A Singapore cartoonist facing jail time over satirical comic strips depicting the city-state's courts as biased had proceedings against him dropped on Tuesday after he made an official apology.

The Attorney-General's Chambers said it would no longer pursue contempt of court charges against Leslie Chew, 37, after he apologised and removed four offending cartoon strips from his "Demon-cratic Singapore" Facebook page.

"In light of that apology and undertaking, as well as the fact that the offending comic strips have been taken down, the Attorney-General's Chambers has determined that it is not necessary to continue the contempt proceedings," the AGC said in a statement.

Chew had been due in court next Monday. Singapore has no maximum penalty for contempt of court, meaning he could have been jailed and fined if found guilty.

Chew regularly posts satirical cartoons. His subjects are usually local politicians, despite a disclaimer on his page saying it is "a totally fictional comic with entirely fictional characters based on wholly fictional events in a fictional country".

In an apology posted on his Facebook page on Tuesday, Chew said the comic strips had misrepresented that Singapore's judiciary "administers differential treatment to individuals based on their nationality, social status and political affiliation".

The comic strips also misrepresented that there were specific criminal cases where court rulings were not based on merit, the apology said.

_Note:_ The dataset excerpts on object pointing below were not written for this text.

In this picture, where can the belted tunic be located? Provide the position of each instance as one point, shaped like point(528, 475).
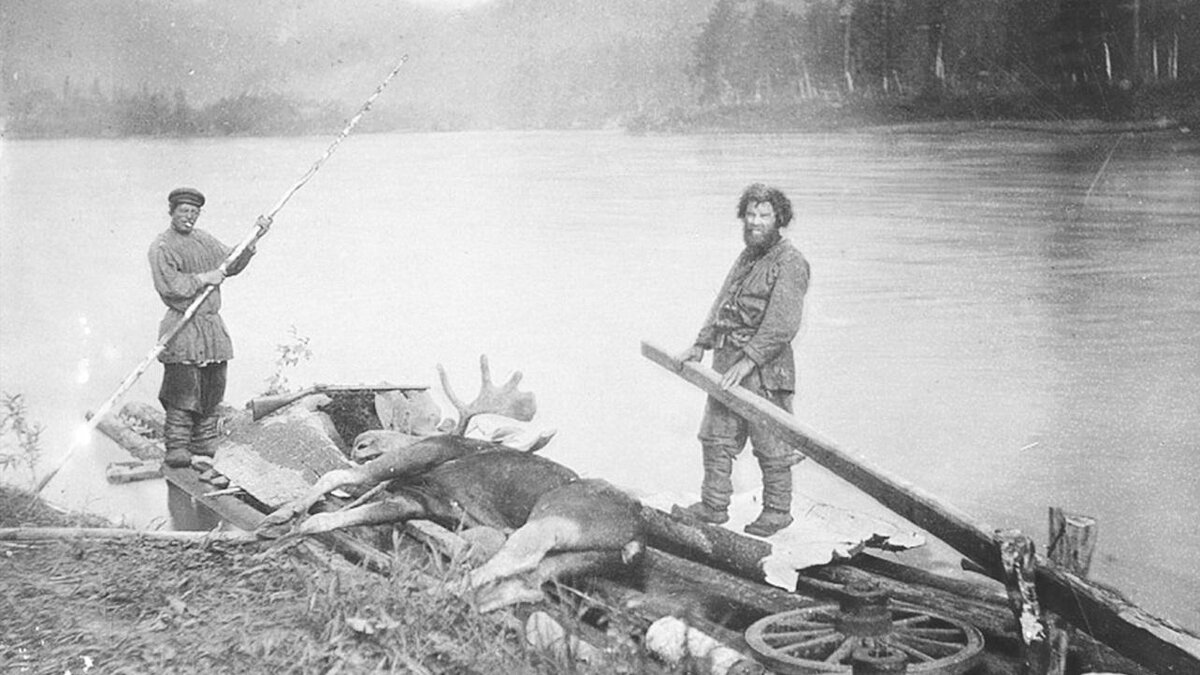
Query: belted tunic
point(175, 260)
point(757, 312)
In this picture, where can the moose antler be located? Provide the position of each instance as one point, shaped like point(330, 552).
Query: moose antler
point(497, 400)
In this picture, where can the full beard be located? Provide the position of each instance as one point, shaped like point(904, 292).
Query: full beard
point(759, 240)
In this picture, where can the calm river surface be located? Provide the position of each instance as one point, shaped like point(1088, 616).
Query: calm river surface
point(1009, 321)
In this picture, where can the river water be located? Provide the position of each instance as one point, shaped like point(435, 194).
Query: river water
point(1009, 321)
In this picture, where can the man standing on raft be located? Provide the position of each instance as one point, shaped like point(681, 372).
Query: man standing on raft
point(184, 261)
point(750, 330)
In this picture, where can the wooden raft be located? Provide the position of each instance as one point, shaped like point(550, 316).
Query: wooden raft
point(1104, 614)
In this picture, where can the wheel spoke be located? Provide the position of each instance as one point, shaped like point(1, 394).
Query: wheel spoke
point(935, 647)
point(915, 620)
point(909, 650)
point(792, 635)
point(809, 645)
point(843, 650)
point(952, 633)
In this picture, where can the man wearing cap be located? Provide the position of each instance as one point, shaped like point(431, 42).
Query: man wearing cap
point(750, 330)
point(184, 261)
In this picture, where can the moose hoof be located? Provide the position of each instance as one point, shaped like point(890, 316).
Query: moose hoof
point(507, 593)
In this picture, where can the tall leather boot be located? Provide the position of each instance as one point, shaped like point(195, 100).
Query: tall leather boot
point(204, 435)
point(718, 487)
point(178, 437)
point(777, 497)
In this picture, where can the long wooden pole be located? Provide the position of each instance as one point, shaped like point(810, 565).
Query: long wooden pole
point(1104, 614)
point(252, 238)
point(957, 529)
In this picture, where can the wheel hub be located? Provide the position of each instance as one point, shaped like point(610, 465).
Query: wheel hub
point(865, 631)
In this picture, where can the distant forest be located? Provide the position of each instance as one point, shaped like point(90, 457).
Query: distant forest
point(785, 64)
point(991, 59)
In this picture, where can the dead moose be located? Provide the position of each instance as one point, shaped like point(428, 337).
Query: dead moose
point(557, 523)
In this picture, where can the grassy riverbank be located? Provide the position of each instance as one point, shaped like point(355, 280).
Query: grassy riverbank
point(166, 607)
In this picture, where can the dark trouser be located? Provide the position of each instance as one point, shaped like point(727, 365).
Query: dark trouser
point(190, 394)
point(723, 436)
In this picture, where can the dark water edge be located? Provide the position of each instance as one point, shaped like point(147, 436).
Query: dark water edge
point(1113, 109)
point(1155, 106)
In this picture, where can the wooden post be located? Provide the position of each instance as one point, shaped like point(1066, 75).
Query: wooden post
point(1039, 650)
point(1072, 541)
point(1109, 616)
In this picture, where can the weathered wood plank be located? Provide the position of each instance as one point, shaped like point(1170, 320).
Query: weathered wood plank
point(1072, 541)
point(1108, 616)
point(118, 533)
point(954, 527)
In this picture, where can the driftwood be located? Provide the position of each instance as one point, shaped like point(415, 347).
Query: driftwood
point(1072, 541)
point(135, 443)
point(118, 533)
point(1107, 615)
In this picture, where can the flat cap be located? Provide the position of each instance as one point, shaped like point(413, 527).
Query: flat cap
point(185, 196)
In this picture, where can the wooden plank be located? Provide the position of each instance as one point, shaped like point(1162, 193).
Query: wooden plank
point(1072, 541)
point(1107, 615)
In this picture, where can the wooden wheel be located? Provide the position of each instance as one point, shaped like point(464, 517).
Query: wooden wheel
point(816, 639)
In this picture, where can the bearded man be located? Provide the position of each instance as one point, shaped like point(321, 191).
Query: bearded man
point(183, 262)
point(750, 330)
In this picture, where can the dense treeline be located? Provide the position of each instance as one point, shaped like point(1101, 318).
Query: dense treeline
point(997, 58)
point(42, 113)
point(661, 64)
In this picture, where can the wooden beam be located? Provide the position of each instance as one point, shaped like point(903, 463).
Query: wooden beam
point(1072, 541)
point(971, 538)
point(1107, 615)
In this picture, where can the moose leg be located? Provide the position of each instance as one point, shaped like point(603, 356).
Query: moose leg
point(325, 484)
point(527, 589)
point(377, 513)
point(525, 549)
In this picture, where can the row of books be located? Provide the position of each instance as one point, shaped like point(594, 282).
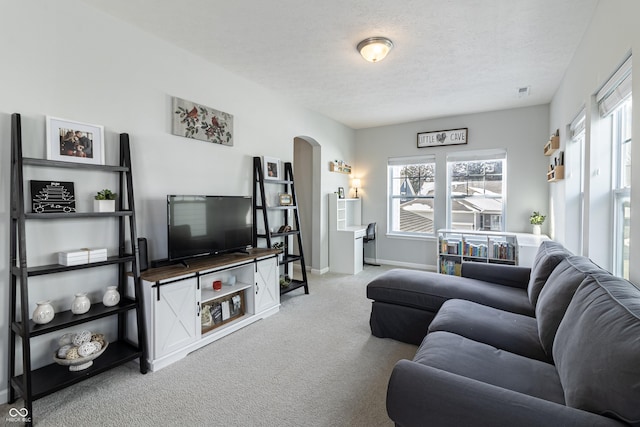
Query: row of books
point(451, 268)
point(497, 250)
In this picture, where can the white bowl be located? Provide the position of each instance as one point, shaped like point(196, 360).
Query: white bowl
point(80, 363)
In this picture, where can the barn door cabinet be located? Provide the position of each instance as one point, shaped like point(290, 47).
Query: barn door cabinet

The Singapore government has taken a strong stand against attacks on the judiciary, saying they undermine public confidence in the institution.

Earlier this year, it demanded an apology from several websites over posts that it said cast doubt on the judiciary's integrity in a case involving a Chinese national.

In 2010, a Singapore court jailed British author Alan Shadrake for six weeks for publishing a book critical of the city-state's administration of the death penalty.

Chew, the cartoonist, first came under investigation in April after a complaint was filed about a March 27 cartoon strip that accused the government of being racist against minority Malays.

The AGC did not pursue charges over that particular strip.

Singapore, which prides itself on its stability, low levels of corruption and high standard of living, has been governed by the same party since 1959.

But freedom of speech advocates have routinely accused the government of using the judiciary to stifle dissent and control its political opponents.